WILLIAMS: One last topic for you both, and that is, Boondocks and Aaron McGruder. I don't know if either of you saw the most recent episode of his show on Comedy Central, but it includes in the, you know, just the week before Coretta Scott King's death, an imaginary cartoon of Dr. King lecturing Black America and going off on a rant and finally, in frustration, leaving. Did you happen to see this, either of you?

Mr. TRAYNHAM: I have not seen this, but I did hear about it.

Mr. WALTERS: Yes, I saw it, and I don't think very much of it. I must say, just for full disclosure, that I was on Aaron McGruder's honors thesis committee at the University of Maryland. He was graduating from the University of Maryland. And so, he's a brilliant young man and a lot of sensitivity to him. But he pushes the envelope. There isn't any question about that.

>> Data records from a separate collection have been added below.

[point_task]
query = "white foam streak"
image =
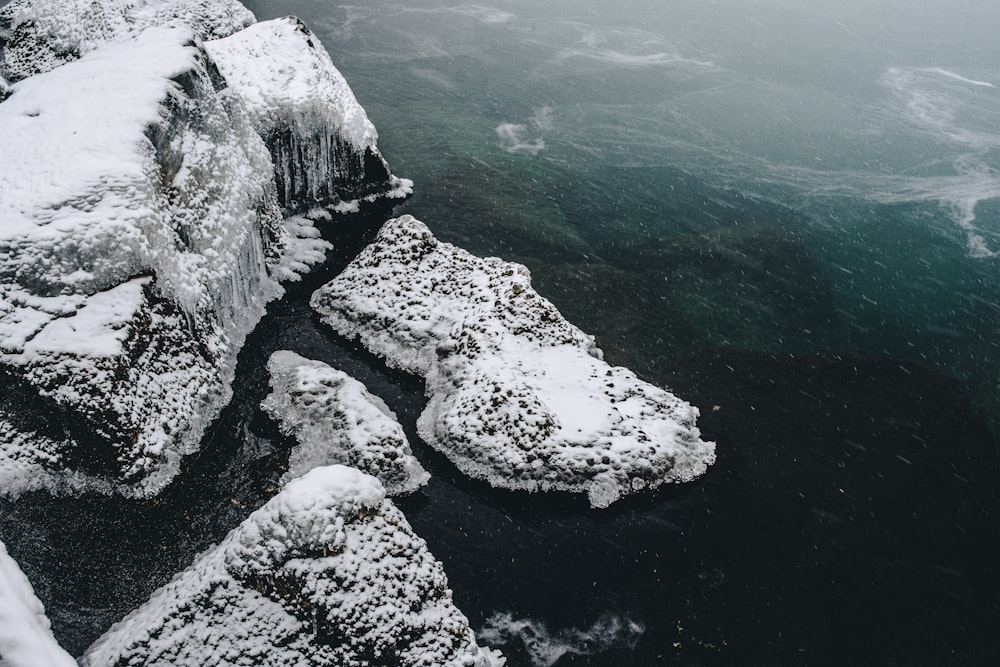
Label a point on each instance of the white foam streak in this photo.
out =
(513, 139)
(959, 77)
(545, 648)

And that's one of the reasons, quite frankly, that he has a cartoon today and why it's syndicated. Because people wanted something different. But there is no question that at some times he does push it too far and sometimes over the line. And I think that when he does that, then certainly African-American leaders, if they have spoken out, have a right, I think, to call him on it.

WILLIAMS: Well, all I've heard is Al Sharpton asked him to apologize to Dr. King, to the King family or something like that.

Mr. WALTERS: That's right.

WILLIAMS: Anybody else speak out?

Mr. WALTERS: I think Reverend Jackson sort of weighed in and said that this was not appropriate.

WILLIAMS: Robert Trayham?

Mr. TRAYNHAM: Well, as I mentioned before, I have not seen it, but I did hear about it. And if, in fact, the stories are true, this is very, very unfortunate, especially given the fact of Mrs. King's death earlier this week. It's just completely out of character and certainly out of taste and inappropriate. And he should apologize.

WILLIAMS: Robert Traynham is a Republican political strategist based here in Washington. He joined us on the phone because he's active even today on Capitol Hill. And Professor Ron Walters, professor of political science at the University of Maryland. His lates book, Freedom is not Enough. Gentlemen, thank you so much for joining us today.

Mr. TRAYNHAM: Thank you, Juan.

Mr. WALTERS: Good to be with you.

WILLIAMS: Back to you, Ed.

Mr. TRAYNHAM: Go Steelers!

Mr. WALTERS: We're together.

WILLIAMS: Back to you, Ed.

GORDON: All right, Juan, thanks very much. Appreciate it. Join us every Thursday for senior correspondent Juan Williams and his beltway insiders right here on our political corner.